Timeboost Usage
The introduction of Arbitrum Timeboost has been a great success. It started to generate significant revenue from day one.
Timeboost vs Network Fees
In addition to revenue from Timeboost, the Arbitrum DAO also receives the standard transaction fees that users pay. The following chart allows you to track the share of Timeboost fees vs Network fees in ETH.
What is Timeboost?
Timeboost went live on April 17th. It allows Arbitrum to better capitalize on MEV by providing express lane access for users. Until the introduction of Timeboost, Arbitrum had been operating on a FCFS (First-Come, First-Serve) basis. Though it provides great UX it also introduced a lot of spam by searchers that attempted to extract MEV.
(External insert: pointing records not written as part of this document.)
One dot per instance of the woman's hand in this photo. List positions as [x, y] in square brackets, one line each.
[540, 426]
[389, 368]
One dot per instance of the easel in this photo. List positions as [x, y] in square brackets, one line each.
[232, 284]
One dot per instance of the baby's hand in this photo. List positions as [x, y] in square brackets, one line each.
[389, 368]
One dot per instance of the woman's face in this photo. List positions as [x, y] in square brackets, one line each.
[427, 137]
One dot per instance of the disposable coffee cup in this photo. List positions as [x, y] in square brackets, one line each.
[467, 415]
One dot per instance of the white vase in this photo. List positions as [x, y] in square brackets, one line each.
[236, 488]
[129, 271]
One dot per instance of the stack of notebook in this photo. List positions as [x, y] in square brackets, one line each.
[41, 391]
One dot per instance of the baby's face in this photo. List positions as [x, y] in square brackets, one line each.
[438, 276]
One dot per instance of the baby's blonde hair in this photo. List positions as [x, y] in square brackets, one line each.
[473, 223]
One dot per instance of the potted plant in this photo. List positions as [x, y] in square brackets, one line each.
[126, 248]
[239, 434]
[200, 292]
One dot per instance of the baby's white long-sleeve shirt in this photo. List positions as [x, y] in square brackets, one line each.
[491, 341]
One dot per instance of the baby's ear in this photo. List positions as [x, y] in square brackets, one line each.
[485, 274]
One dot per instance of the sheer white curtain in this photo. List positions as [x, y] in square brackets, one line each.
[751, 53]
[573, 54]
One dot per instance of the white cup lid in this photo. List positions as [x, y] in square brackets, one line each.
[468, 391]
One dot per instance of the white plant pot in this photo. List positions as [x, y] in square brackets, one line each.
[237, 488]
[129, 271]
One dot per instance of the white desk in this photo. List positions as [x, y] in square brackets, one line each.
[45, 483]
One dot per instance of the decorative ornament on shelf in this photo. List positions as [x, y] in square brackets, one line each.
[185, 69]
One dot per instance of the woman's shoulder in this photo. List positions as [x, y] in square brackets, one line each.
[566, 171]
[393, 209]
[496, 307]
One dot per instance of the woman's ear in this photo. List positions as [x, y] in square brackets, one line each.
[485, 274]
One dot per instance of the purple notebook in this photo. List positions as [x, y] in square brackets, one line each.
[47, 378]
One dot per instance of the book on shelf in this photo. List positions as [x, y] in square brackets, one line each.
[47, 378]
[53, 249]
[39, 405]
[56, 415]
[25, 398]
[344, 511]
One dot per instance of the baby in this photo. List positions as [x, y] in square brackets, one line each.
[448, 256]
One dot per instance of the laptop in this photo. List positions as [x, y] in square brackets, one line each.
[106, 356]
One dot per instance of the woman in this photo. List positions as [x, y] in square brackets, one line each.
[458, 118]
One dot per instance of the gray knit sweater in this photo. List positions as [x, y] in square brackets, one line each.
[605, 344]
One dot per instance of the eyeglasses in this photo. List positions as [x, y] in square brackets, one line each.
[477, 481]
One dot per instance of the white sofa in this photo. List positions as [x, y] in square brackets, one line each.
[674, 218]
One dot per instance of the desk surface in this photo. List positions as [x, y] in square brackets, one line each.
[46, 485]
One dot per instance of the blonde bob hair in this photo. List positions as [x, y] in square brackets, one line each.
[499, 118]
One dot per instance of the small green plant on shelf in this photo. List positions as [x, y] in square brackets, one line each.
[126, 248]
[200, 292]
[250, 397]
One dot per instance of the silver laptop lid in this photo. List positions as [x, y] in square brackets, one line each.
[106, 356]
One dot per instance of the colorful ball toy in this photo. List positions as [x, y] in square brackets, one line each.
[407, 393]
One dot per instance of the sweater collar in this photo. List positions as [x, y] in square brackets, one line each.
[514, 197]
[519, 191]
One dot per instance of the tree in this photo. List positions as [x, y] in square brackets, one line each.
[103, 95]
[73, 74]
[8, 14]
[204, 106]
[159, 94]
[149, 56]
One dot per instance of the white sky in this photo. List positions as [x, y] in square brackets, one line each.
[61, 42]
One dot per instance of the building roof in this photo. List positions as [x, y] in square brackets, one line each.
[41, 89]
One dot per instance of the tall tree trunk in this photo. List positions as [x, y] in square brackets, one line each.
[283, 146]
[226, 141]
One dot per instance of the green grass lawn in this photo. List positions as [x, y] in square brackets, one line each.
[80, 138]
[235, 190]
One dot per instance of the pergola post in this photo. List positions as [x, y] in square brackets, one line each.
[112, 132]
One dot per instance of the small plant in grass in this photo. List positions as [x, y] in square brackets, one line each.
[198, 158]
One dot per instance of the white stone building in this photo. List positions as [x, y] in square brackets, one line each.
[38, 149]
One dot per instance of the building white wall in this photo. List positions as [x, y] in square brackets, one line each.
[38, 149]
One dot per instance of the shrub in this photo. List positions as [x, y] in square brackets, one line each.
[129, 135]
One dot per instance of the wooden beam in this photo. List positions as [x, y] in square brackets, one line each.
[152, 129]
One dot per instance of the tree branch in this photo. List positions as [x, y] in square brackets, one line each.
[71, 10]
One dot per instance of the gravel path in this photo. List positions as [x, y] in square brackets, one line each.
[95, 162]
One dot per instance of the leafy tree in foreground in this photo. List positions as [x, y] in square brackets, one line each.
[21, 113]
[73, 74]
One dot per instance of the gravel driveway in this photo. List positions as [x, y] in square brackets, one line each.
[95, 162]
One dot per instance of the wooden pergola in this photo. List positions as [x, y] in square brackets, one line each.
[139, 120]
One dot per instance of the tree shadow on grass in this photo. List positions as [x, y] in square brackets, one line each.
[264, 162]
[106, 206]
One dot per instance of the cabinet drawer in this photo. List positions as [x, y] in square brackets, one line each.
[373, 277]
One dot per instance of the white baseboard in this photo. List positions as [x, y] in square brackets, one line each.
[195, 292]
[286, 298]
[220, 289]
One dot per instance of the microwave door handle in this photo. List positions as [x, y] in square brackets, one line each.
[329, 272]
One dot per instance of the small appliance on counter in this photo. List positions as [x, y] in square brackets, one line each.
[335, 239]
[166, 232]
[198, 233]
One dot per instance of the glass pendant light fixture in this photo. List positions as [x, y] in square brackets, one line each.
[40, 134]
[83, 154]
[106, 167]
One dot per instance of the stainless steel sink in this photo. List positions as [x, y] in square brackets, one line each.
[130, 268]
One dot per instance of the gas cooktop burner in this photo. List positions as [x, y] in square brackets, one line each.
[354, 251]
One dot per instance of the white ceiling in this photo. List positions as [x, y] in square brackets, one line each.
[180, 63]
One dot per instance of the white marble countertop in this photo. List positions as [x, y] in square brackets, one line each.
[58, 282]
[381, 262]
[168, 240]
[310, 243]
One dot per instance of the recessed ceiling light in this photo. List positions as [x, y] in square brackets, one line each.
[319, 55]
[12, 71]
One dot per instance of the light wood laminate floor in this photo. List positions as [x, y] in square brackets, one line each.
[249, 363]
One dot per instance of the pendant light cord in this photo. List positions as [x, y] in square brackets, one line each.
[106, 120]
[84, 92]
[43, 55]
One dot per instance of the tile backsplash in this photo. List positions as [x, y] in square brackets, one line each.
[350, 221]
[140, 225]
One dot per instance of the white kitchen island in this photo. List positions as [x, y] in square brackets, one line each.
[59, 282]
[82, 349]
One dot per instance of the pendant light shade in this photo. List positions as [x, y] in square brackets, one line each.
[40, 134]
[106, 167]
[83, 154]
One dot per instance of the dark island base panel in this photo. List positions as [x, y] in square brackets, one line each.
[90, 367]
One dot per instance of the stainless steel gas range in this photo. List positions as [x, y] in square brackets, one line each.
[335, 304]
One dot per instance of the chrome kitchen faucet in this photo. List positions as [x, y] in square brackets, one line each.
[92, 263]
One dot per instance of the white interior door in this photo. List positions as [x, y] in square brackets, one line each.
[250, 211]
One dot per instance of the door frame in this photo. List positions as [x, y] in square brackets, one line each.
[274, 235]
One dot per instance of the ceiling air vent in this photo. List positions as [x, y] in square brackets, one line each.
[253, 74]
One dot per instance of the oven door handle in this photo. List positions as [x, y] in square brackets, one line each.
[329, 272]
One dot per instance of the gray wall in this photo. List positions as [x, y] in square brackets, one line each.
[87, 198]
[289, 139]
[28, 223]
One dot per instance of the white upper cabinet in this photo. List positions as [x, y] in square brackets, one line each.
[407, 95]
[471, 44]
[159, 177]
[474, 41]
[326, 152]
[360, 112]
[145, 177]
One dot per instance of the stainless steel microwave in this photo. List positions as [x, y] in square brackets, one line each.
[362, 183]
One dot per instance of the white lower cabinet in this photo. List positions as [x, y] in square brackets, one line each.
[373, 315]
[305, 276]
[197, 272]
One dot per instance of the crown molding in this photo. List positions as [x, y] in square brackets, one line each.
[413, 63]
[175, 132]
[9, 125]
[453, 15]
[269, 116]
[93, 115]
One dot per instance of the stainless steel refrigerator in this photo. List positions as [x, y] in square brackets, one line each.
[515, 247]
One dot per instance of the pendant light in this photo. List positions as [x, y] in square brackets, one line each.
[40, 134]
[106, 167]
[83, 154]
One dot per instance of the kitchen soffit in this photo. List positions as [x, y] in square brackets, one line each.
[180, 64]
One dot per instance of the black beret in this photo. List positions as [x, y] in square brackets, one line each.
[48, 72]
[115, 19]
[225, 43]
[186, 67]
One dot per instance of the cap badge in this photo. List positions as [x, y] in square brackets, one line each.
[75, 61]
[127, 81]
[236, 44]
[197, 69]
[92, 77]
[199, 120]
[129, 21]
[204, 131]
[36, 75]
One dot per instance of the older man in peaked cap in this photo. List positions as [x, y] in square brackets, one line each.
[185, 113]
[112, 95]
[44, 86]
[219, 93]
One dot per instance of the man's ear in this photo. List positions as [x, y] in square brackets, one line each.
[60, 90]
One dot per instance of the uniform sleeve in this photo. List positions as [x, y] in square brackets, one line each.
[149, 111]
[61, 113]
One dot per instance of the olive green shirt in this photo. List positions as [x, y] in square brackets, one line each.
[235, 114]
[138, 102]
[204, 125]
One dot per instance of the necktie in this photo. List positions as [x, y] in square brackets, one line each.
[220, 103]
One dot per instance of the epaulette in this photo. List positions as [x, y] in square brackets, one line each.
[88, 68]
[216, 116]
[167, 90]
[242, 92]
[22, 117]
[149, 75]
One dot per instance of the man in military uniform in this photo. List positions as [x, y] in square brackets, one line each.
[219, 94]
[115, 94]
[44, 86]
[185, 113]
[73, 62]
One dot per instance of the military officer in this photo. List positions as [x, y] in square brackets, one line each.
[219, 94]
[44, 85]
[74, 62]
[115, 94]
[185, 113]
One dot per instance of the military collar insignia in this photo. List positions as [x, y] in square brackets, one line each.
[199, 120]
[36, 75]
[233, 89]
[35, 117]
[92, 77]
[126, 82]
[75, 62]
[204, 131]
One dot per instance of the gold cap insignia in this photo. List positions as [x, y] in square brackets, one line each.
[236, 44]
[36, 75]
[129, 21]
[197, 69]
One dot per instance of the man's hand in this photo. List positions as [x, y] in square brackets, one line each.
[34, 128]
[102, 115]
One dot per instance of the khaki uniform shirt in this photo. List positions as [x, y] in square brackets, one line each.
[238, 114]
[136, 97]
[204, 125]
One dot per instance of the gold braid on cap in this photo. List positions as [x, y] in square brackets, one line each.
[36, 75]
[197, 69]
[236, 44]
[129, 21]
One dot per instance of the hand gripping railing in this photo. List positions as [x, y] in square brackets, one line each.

Timeboost is a new transaction ordering policy that preserves many of the great benefits of FCFS while unlocking a path for chain owners to capture some of the available MEV on their network and introducing an auction to reduce latency, racing, and, ultimately, spam.
Timeboost is implemented using three separate components that work together:
- A special “express lane” which allows valid transactions to be sequenced as soon as the sequencer receives them for a given round.
- An offchain auction to determine the controller of the express lane for a given round. This auction is managed by an autonomous auctioneer.
- An auction contract deployed on the target chain to serve as the canonical source of truth for the auction results and handling of auction proceeds.
A more detailed explanation of Timeboost can be found here: https://docs.arbitrum.io/how-arbitrum-works/timeboost/gentle-introduction
All charts on this page are updated daily so you can track the adoption of Timeboost.